Comparing late-stage investing to public markets investing.
May 25, 2022 — 6 min read
How much does later-stage VC have in common with the public markets? As companies stay private longer, it has become increasingly common for public markets investors like Fidelity and T. Rowe Price to invest in startups 1-2 rounds before their IPO. Conventional wisdom suggests these late-stage investments are more or less the same as public markets investments.
But we’ve found late-stage investments do not follow the same price diffusion pattern as public market investments. Instead, they appear to have much more extreme outcomes.
The implications of our findings are consequential not just for late-stage investors, but also employees of unicorn companies who hold common stock. In this blog post, we’ll explain why late-stage venture does not act like public market investments. We do so by adapting a model for studying the returns of illiquid investments taken from recent research into commercial real estate (CRE) returns.
On the surface, venture capital and CRE may seem like very different asset classes. But startup and CRE investing share two important qualities:
A recent paper by Professor Jacob Sagi found CRE assets do not follow a mathematical model known as a “random walk with drift” (RWD). RWD is a standard model for how public market equities behave. Per Nasdaq, “for a random walk with drift, the best forecast of tomorrow's price is today's price plus a drift term. One could think of the drift as measuring a trend in the price (perhaps reflecting long-term inflation).”
Instead of RWD, Sagi found CRE assets have a large, statistically significant illiquidity premium, or a fixed “extra” return for each investment that investors cannot access because of the illiquidity of the assets.
Professor Sagi’s paper sets up a simple test for whether assets follow a RWD:
We retrofitted Professor Sagi’s test for the 20k+ venture investments made on the AngelList platform over the past decade. When we ran the same analysis, we saw a statistically significant positive intercept—an indication that startup share prices do not follow a random walk with drift (and therefore do not behave like public markets investments).
The thick orange line is the linear regression fit while the horizontal gray line represents 0% gross investment return. The positive intercept at a holding time of zero years—the gap between the orange and gray lines—is clearly visible.

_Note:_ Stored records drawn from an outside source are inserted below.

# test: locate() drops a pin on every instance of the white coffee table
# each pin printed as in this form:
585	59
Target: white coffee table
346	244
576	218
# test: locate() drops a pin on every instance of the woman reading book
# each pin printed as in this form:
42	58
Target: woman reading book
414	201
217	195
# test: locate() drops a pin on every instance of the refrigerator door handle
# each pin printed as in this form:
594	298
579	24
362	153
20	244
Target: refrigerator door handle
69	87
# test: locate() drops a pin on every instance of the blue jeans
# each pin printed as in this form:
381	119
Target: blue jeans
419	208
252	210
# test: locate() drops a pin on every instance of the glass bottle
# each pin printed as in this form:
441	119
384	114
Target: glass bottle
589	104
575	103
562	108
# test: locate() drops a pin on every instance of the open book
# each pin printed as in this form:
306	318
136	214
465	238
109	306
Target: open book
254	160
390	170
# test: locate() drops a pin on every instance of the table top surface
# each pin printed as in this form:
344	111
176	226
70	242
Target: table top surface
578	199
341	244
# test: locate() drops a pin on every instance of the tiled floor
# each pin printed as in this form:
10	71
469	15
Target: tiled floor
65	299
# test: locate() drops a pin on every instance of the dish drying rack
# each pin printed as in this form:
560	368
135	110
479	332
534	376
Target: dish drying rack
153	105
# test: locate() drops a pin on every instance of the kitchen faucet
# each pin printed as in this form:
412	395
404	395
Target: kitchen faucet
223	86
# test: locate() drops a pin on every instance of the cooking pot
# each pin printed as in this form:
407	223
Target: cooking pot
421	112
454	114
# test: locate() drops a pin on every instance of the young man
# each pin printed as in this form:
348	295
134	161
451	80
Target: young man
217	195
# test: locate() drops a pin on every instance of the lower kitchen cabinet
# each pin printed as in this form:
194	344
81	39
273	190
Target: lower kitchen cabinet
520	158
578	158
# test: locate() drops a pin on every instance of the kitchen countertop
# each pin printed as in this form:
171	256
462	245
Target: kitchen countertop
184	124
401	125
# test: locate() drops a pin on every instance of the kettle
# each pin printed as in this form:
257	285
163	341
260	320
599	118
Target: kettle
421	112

When we divided the investments by early-stage and late-stage, we found that late-stage investments were a better fit for the RWD model, but that both early and late-stage venture investments had a statistically significant illiquidity premium (a p value of less than 5% is generally cause to reject a hypothesis in social science research).
The conventional wisdom says that early-stage venture has wild volatility, late-stage behaves more like public markets than early-stage, and public markets follow a RWD model. Our research suggests that while late-stage is a closer fit to RWD than early-stage, late-stage investing is more volatile than people may think.
For instance, in a prior study we found the average money-losing late-stage venture investment loses nearly 60% of its value—an average loss that would be extreme in a public markets portfolio.
Interestingly, this volatility has the effect of decreasing the valuation gap between common stock and headline valuations. Common stock, traditionally held by founders and employees, is generally less valuable than its preferred stock counterparts (for more, read our guide on common vs. preferred shares). Headline valuations (also known as the post-money valuation) typical refer to the value of the company’s preferred stock, which has rights and privileges that common stock lack.
If the future exit of the company is either much higher or much lower than the current headline valuation, common and preferred holders are largely treated the same: they either both make a lot of money, or they both lose a lot of money.
This suggests unicorn employees entertaining offers for their shares on the secondary market may not want to accept significant discounts on their shares just because they hold common shares and investors hold preferred. Absent other information, our work suggests asking for something closer to the price-per-share of the latest headline valuation.
In relation to the recent downturn in late-stage venture, our research indicates that what’s taking place isn’t a market correction so much as natural volatility. For years, late-stage investors benefitted from that volatility when they were making large gains on pre-IPO startups. Now that the volatility has swung negative, investors who expected the private market to behave like the public market may be in for an unpleasant surprise.